Strategist’s son may be behind mystery group
Expert matches signature on election filings in effort to identify leader of individuals behind ads in key Senate race
Last summer, in the months ahead of a highstakes Senate election, a group with links to Republicans and financed by secret donors sent mail to voters in Seminole and Volusia counties attacking the frontrunner in the Democratic primary.
When Democrats tried to sue the group, called “Floridians for Equality and Justice,” the lawsuit stalled because process servers couldn’t find its chairperson — someone named Stephen Jones who, according to state election records, had not previously chaired a political committee in Florida.
But court records in Alachua County show there is a 24-year-old Stephen Stafford Jones in Gainesville whose signature an expert said matches the Stephen Jones signature on Floridians for Equality and Justice’s election filings.
That Stephen Jones is the son of William Stafford Jones, a prominent political consultant in Gainesville who has done work with Data Targeting Inc. — the Gainesville-based firm that oversaw strategy for Republican Senate campaigns across Florida last year, including the Central Florida Senate District 9 race where Republican Sen. Jason Brodeur of Sanford ultimately defeated Democrat Patricia Sigman.
Reached by phone, Stephen Jones declined to comment.
“I’m sorry, I don’t know how to answer any questions,” he said.
William Jones, who goes by Stafford, also declined to answer when asked if he had anything to do with
Floridians for Equality and Justice or whether his son had served as chairperson of the group.
The Orlando Sentinel asked Thomas Vastrick, a Central Florida-based forensic document examiner, to review the Stephen Jones signatures. The records included three election-related documents filed on behalf of Floridians for Equality and Justice in July 2020 and a traffic-court document signed in November 2017, when Stephen Jones elected to enroll in a driver improvement course after he’d been issued a traffic ticket.
“The evidence supports that the signature on the driver improvement form is written by the same person who wrote the other signatures,” said Vastrick, who has more than 40 years of experience working in law enforcement crime labs and private practice. “There is a very limited sampling and, as such, this qualifies the conclusion as to the level of confidence but it is still high.”
The home address Stephen Jones provided in the traffic court was for a home Alachua County property records show is owned by Stafford Jones and his wife.

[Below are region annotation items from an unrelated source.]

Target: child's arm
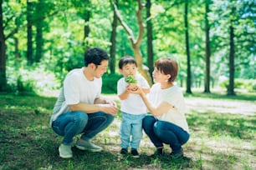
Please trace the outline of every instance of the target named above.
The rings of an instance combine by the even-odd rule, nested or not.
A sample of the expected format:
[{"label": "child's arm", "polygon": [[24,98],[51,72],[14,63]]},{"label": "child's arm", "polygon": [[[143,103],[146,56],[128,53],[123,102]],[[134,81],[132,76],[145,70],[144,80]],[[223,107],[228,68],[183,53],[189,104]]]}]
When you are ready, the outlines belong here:
[{"label": "child's arm", "polygon": [[130,91],[126,88],[125,92],[121,93],[120,95],[118,95],[118,97],[120,100],[125,100],[128,98],[129,94],[130,94]]},{"label": "child's arm", "polygon": [[144,92],[144,93],[147,94],[151,92],[151,88],[145,88],[145,87],[141,87],[142,91]]}]

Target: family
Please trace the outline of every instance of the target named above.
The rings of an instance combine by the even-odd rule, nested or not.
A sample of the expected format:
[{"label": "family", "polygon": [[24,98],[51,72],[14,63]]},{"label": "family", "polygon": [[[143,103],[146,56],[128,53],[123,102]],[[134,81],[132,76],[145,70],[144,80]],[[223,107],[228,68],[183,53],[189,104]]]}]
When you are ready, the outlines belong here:
[{"label": "family", "polygon": [[[101,77],[107,71],[109,59],[105,50],[90,48],[84,53],[84,67],[71,70],[64,78],[50,118],[53,130],[64,137],[59,148],[62,158],[73,157],[73,138],[79,134],[81,136],[75,143],[77,148],[90,152],[103,149],[91,139],[113,122],[119,111],[115,102],[100,97]],[[189,130],[182,92],[174,83],[178,72],[176,60],[165,58],[155,62],[152,72],[155,83],[151,88],[137,72],[133,58],[122,58],[119,69],[123,75],[117,82],[122,115],[119,154],[139,158],[144,130],[156,147],[153,158],[163,154],[164,144],[172,148],[170,157],[182,157],[182,146],[189,139]],[[125,81],[128,76],[135,78],[136,86]]]}]

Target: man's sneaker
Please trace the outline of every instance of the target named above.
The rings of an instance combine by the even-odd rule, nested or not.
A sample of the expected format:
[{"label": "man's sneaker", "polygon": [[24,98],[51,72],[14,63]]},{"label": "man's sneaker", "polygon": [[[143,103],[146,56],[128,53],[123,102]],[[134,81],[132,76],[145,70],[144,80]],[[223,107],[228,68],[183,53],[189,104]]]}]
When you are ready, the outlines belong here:
[{"label": "man's sneaker", "polygon": [[132,158],[140,158],[140,155],[139,155],[139,152],[138,152],[137,149],[132,148],[131,150],[131,153]]},{"label": "man's sneaker", "polygon": [[162,155],[162,148],[156,148],[156,151],[154,152],[154,154],[151,155],[151,157],[155,158],[160,157],[161,155]]},{"label": "man's sneaker", "polygon": [[183,150],[182,148],[179,151],[172,151],[170,154],[172,158],[179,158],[183,157]]},{"label": "man's sneaker", "polygon": [[95,145],[90,141],[85,141],[82,139],[79,140],[76,142],[75,147],[80,150],[87,150],[91,152],[100,152],[102,150],[101,147]]},{"label": "man's sneaker", "polygon": [[121,150],[119,152],[119,154],[126,155],[126,154],[128,154],[128,151],[125,148],[121,148]]},{"label": "man's sneaker", "polygon": [[61,144],[59,148],[59,157],[62,158],[70,158],[73,157],[71,146]]}]

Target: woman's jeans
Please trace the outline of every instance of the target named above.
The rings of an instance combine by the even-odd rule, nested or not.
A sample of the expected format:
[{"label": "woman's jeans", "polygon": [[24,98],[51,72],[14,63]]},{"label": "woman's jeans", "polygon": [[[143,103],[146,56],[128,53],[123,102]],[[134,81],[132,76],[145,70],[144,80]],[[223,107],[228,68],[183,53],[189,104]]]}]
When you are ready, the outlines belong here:
[{"label": "woman's jeans", "polygon": [[142,121],[142,128],[156,148],[162,148],[163,143],[169,144],[172,152],[178,152],[185,144],[189,133],[172,122],[159,121],[147,115]]},{"label": "woman's jeans", "polygon": [[81,138],[89,140],[106,128],[114,120],[114,116],[102,112],[87,114],[81,111],[69,112],[53,122],[54,131],[64,137],[63,143],[70,145],[73,138],[83,133]]},{"label": "woman's jeans", "polygon": [[[137,149],[142,138],[142,119],[145,114],[129,114],[122,112],[122,122],[120,130],[120,147]],[[130,139],[131,136],[131,140]]]}]

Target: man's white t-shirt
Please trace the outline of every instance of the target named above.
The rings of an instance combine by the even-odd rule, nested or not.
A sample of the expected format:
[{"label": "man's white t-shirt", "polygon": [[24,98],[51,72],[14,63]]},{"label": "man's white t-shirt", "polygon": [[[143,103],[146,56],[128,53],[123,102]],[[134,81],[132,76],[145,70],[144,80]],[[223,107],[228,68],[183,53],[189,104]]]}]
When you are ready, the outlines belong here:
[{"label": "man's white t-shirt", "polygon": [[[139,86],[150,88],[146,80],[141,74],[136,73],[135,78]],[[125,82],[125,78],[121,78],[117,82],[117,95],[123,93],[127,86],[128,83]],[[140,95],[130,93],[126,99],[120,101],[120,111],[129,114],[146,114],[147,108]]]},{"label": "man's white t-shirt", "polygon": [[79,102],[94,104],[95,99],[100,97],[101,78],[95,78],[93,81],[89,81],[83,70],[83,68],[73,69],[66,76],[55,103],[50,123],[59,115],[69,112],[69,105]]},{"label": "man's white t-shirt", "polygon": [[167,112],[156,117],[158,120],[172,122],[188,132],[188,125],[185,118],[186,104],[182,90],[176,85],[161,89],[160,83],[152,86],[148,95],[149,100],[154,107],[157,107],[161,102],[166,102],[174,109],[170,109]]}]

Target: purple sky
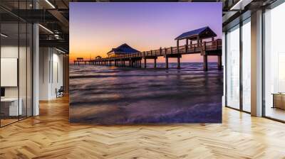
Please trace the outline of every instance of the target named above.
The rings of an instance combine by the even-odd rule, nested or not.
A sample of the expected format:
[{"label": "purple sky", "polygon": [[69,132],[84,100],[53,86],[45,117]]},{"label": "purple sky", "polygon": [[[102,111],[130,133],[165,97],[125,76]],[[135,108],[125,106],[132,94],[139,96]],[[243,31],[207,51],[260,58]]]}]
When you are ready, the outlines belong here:
[{"label": "purple sky", "polygon": [[[204,26],[222,37],[222,3],[73,2],[70,10],[71,59],[104,57],[125,43],[140,51],[175,46],[180,34]],[[182,60],[202,57],[183,55]]]}]

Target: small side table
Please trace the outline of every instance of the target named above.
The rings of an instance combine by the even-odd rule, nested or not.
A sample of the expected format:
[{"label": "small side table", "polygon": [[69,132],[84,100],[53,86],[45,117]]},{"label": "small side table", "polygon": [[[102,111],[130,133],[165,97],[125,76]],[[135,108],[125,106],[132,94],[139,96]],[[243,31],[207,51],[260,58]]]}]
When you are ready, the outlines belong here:
[{"label": "small side table", "polygon": [[285,93],[273,93],[273,106],[285,109]]}]

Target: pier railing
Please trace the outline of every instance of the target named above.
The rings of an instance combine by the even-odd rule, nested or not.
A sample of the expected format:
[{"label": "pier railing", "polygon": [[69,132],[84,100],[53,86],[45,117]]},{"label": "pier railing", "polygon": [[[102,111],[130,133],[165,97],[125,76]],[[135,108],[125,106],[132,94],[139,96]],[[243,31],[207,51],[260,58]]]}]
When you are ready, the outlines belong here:
[{"label": "pier railing", "polygon": [[204,41],[203,43],[200,43],[180,45],[178,48],[177,46],[172,46],[165,48],[160,48],[159,49],[150,51],[144,51],[141,53],[135,53],[132,54],[120,55],[117,55],[115,57],[92,60],[90,62],[111,60],[118,59],[127,59],[133,57],[158,57],[171,54],[202,53],[202,52],[204,51],[211,51],[217,50],[222,50],[221,39],[217,39],[212,41]]}]

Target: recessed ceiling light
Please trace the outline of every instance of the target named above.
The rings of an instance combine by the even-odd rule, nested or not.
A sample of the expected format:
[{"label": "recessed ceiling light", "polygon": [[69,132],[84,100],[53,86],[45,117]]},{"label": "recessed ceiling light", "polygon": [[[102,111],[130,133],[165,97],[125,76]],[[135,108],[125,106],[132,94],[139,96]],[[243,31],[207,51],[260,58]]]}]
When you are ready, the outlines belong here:
[{"label": "recessed ceiling light", "polygon": [[53,9],[56,9],[56,7],[52,4],[48,0],[46,0],[46,3],[48,3]]},{"label": "recessed ceiling light", "polygon": [[1,33],[1,36],[3,36],[4,38],[7,38],[8,37],[8,35],[5,35],[4,33]]},{"label": "recessed ceiling light", "polygon": [[53,34],[53,32],[52,32],[51,30],[49,30],[48,28],[44,27],[43,26],[42,26],[41,24],[38,24],[39,26],[41,26],[42,28],[43,28],[44,30],[47,31],[48,32],[49,32],[50,33]]}]

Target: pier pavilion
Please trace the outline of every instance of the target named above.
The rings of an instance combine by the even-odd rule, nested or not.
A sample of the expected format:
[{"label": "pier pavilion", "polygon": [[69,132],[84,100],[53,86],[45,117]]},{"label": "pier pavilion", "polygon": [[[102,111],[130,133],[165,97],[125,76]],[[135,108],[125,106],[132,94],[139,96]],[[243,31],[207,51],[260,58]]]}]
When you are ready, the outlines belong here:
[{"label": "pier pavilion", "polygon": [[[144,67],[146,68],[147,59],[154,60],[154,67],[158,57],[165,58],[165,68],[168,68],[168,59],[177,58],[177,68],[180,68],[180,58],[185,54],[200,54],[203,56],[204,70],[208,70],[208,56],[217,56],[217,67],[222,70],[222,40],[215,39],[217,34],[209,27],[203,27],[187,31],[175,38],[177,45],[175,47],[159,48],[157,50],[140,52],[124,43],[107,53],[108,57],[95,59],[89,61],[90,64],[125,67],[141,67],[141,61],[144,59]],[[186,44],[180,45],[180,41],[185,40]]]}]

State Sen. Annette Taddeo, the South Florida Democrat who sued the group, accused Floridians for Equality and Justice of flouting state election laws. According to state campaign finance reports, the group spent about $250,000 on advertisements in the Senate District 9 race — attacking Sigman and promoting a lesser-known Democrat during the primary — but never disclosed any of its original donors.
Instead, the group said it began with money already in the bank as a “starting balance.”
Floridians for Equality and Justice listed its address as a box in a Miami UPS Store. But store employees said they had no box-holder agreement with Stephen Jones or Floridians for Equality and Justice, according to the failed civil lawsuit Democrats filed to force the organization to disclose its donors.
Campaign finance records show the group spent much of its money through a business with a Democrat-sounding name: “Victory Blue Group LLC.” Corporate records show Victory Blue Group was created one day before Floridians for Justice and Equality reported its first payment to the company by a Republican attorney in Tallahassee who has also represented executives at Data Targeting.
Michael Barfield, the director of public access at the Florida Center for Government Accountability, which helps media organizations obtain and review public records, said voters should be concerned when political groups go to great lengths to hide the people and money behind them.
The longstanding mystery of Floridians for Equality and Justice’s origins “shows the lengths that we have to go through to discover the identity of somebody with significant money affecting the outcome of an election,” he said.
Floridians for Equality and Justice wasn’t the only source of controversy in the Senate District 9 race, in which Brodeur ultimately defeated Sigman by about 7,600 votes out of about 281,000 cast. The victory helped Republicans retain control of the 40-member Florida Senate.